A Natural SUSY Higgs Near 125 GeV
Lawrence J. Hall, David Pinner, Joshua T. Ruderman
TL;DR
The paper analyzes naturalness for a Higgs mass around $125\,\mathrm{GeV}$ across MSSM, NMSSM, and $\lambda$-SUSY. It shows that the MSSM requires significant stop masses or mixing, leading to substantial fine-tuning, whereas the NMSSM can improve naturalness with a moderate $\lambda$ up to the perturbative limit, albeit with a bound from perturbativity. In contrast, $\lambda$-SUSY with large $\lambda$ (≈2) yields the light Higgs through Higgs-singlet mixing while allowing heavy colored superpartners and predicting enhanced diphoton and $WW$ rates due to non-decoupling effects.

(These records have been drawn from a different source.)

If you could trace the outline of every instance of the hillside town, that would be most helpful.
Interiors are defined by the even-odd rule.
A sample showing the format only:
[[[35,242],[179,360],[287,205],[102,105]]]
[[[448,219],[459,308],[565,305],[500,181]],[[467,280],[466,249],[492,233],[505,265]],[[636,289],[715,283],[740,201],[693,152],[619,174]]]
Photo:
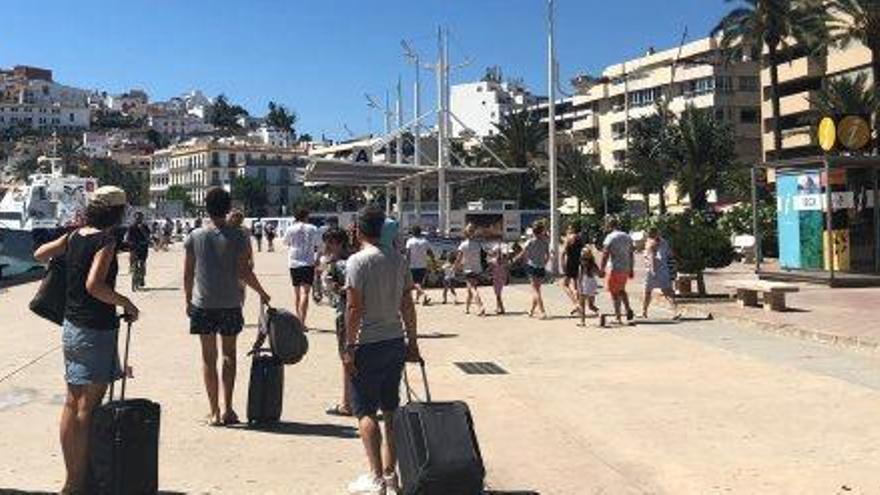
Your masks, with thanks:
[[[0,495],[880,493],[880,1],[304,3],[0,46]]]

The results point to distinct experimental signatures, especially in Higgs couplings and branching ratios, offering concrete avenues to test non-minimal SUSY scenarios at the LHC.
Abstract
The naturalness of a Higgs boson with a mass near 125 GeV is explored in a variety of weak-scale supersymmetric models. A Higgs mass of this size strongly points towards a non-minimal implementation of supersymmetry. The Minimal Supersymmetric Standard Model now requires large A-terms to avoid multi-TeV stops. The fine-tuning is at least 1% for low messenger scales, and an order of magnitude worse for high messenger scales. Naturalness is significantly improved in theories with a singlet superfield S coupled to the Higgs superfields via λ S H_u H_d. If λ is perturbative up to unified scales, a fine-tuning of about 10% is possible with a low mediation scale. Larger values of λ, implying new strong interactions below unified scales, allow for a highly natural 125 GeV Higgs boson over a wide range of parameters. Even for λ as large as 2, where a heavier Higgs might be expected, a light Higgs boson naturally results from singlet-doublet scalar mixing. Although the Higgs is light, naturalness allows for stops as heavy as 1.5 TeV and a gluino as heavy as 3 TeV. Non-decoupling effects among the Higgs doublets can significantly suppress the coupling of the light Higgs to b quarks in theories with a large λ, enhancing the γγ and WW signal rates at the LHC by an order one factor relative to the Standard Model Higgs.